Sabtu, 07 Juli 2018

a Happiness

Bismillah

Ada 3 hal yang akan membuat kita sebagai manusia menjadi pribadi yang berbahagia, sebagaimana nasihat Syeikh Mansur As Salimi yakni:

Yang pertama adalah orang-orang yang apabila diberi nikmat oleh Allah swt, dia bersyukur. Kedua, orang-orang yang ketika Allah uji, dia bersabar. Dan terakhir adalah orang-orang yang melakukan maksiat, kemudian dia bertaubat. 

Begitu banyak kehidupan yang Allah hidupi, namun tentunya Allah juga menguji melalui berbagai perantara-Nya yang tidak pernah kita sangka. Bisa jadi dari keluarga terdekat kita atau malah melalui orang-orang terdekat kita. 

Kita akan mencoba mengukur diri (Iman) melalui 3 hal yang telah disampaikan oleh Syeikh Mansur As Salimi di atas. Ketika diberi nikmat, dia bersyukur. 

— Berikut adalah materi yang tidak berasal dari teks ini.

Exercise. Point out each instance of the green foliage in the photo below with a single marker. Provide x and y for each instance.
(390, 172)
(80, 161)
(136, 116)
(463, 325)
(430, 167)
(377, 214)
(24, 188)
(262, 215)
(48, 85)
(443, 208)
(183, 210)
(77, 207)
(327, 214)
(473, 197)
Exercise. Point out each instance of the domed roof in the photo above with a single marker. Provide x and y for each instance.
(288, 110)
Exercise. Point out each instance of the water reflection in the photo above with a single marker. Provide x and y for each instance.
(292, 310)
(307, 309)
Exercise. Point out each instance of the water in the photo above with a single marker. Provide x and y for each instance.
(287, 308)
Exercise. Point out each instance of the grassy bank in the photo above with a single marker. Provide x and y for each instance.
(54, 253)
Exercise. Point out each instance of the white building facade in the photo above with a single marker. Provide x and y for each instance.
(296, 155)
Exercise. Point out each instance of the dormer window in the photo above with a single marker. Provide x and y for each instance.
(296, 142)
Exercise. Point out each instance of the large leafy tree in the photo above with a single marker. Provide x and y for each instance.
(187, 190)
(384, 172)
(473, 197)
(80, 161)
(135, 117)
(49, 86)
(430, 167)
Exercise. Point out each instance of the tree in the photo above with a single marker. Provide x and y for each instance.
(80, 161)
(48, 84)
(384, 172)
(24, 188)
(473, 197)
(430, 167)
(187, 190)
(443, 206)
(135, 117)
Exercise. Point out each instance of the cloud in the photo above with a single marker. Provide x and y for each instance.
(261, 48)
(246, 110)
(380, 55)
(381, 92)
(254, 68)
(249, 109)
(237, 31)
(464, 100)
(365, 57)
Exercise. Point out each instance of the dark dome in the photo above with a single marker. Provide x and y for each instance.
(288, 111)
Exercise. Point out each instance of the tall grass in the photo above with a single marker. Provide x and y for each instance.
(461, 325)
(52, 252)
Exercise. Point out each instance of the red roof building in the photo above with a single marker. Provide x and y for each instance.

Sudahkah kita bersyukur atas limpahan nikmat dan karunia yang Allah berikan pada kita setiap harinya? Mata yang berfungsi dengan baik, telinga untuk mendengar, mulut untuk menyampaikan segala hal yang terbesit di pikiran, kedua tangan untuk menyentuh atau memegang, kaki untuk melangkah ke mana jalan hendak dituju. Bukankah semua itu adalah kekayaan yang patut disyukuri? Tapi, banyak juga diantara kita saat ini yang enggan untuk bersyukur. 

Oleh karenanya, yuk mari sama-sama kita berbenah diri. Menjadi pribadi yang lebih banyak bersyukur atas segala pemberian-Nya. 

Ketika diuji, dia bersabar. Sesuatu yang baru saja kurenungi adalah tentang sabar. Di kesabaranku yang kusabari itu ada kesabaran. Sabar di atas sabar. Sabar yang tak berbatas, tak berlimit. Kalau diuji, sabar. Diuji lagi, sabar lagi. Hatta sabarku itu menjadi tunggangan mewah menuju ridha-Nya. 

Beginilah Iman. Maka Ali bin Abi Thalib pernah mengatakan "Tidak mungkin ada Iman tanpa kesabaran.

Ketika bermaksiat, dia bersegera bertaubat. Bersegera menggapai keampunan-Nya adalah satu-satunya jalan untuk terbebas dari belenggu jahiliyyah. Kenapa Allah ciptakan syurga dan neraka? Kenapa banyak sekali diantara manusia yang menempuh jalan kenikmatan jika akhirnya tergelincir dalam jahannam? Naudzubillah.  

✍ Penulis hanya mentafakkuri diri. Sejauh apa kaki telah melangkah? Sebanyak apa luka yang pernah kutoreh? Sudahkah sabar menjadi tunggangan hati menuju ridha-Nya? Sudahkah diri kembali pada-Nya jika mungkin banyak sekali kekeliruan dalam niat yang sesungguhnya masih terhirup aroma dusta oleh-Nya? Allahu Akbar. Ya Qowiyy, quwwatina. 🍁

***

Aku tak memintamu untuk memahamiku
Melalui goresan-goresan penaku
Aku tidak memaksamu untuk mengertiku
Melalui penjelasan-penjelasanku
Tidak. 
Sesaat mungkin kita seerat jari telunjuk dan jari tengah
Sesaat kemudian kita bagai dua orang yang saling berjauhan 
Benarkah?
Ya, aku hanya mengerti sedikit saja
Menanamkan rasa sabar untuk terus terjaga
Meyakinkan diri kalau semua baik-baik saja 
atau kadang aku memaksa diri dan bertitah padanya
"Cobalah menjadi dirinya agar kau mengerti bagaimana memperjuangkan hidup. Memilih sebuah pilihan yang terkadang berlawanan dengan keinginan." 

Maaf, jika mencintaimu dengan caraku yang berbeda dari biasanya.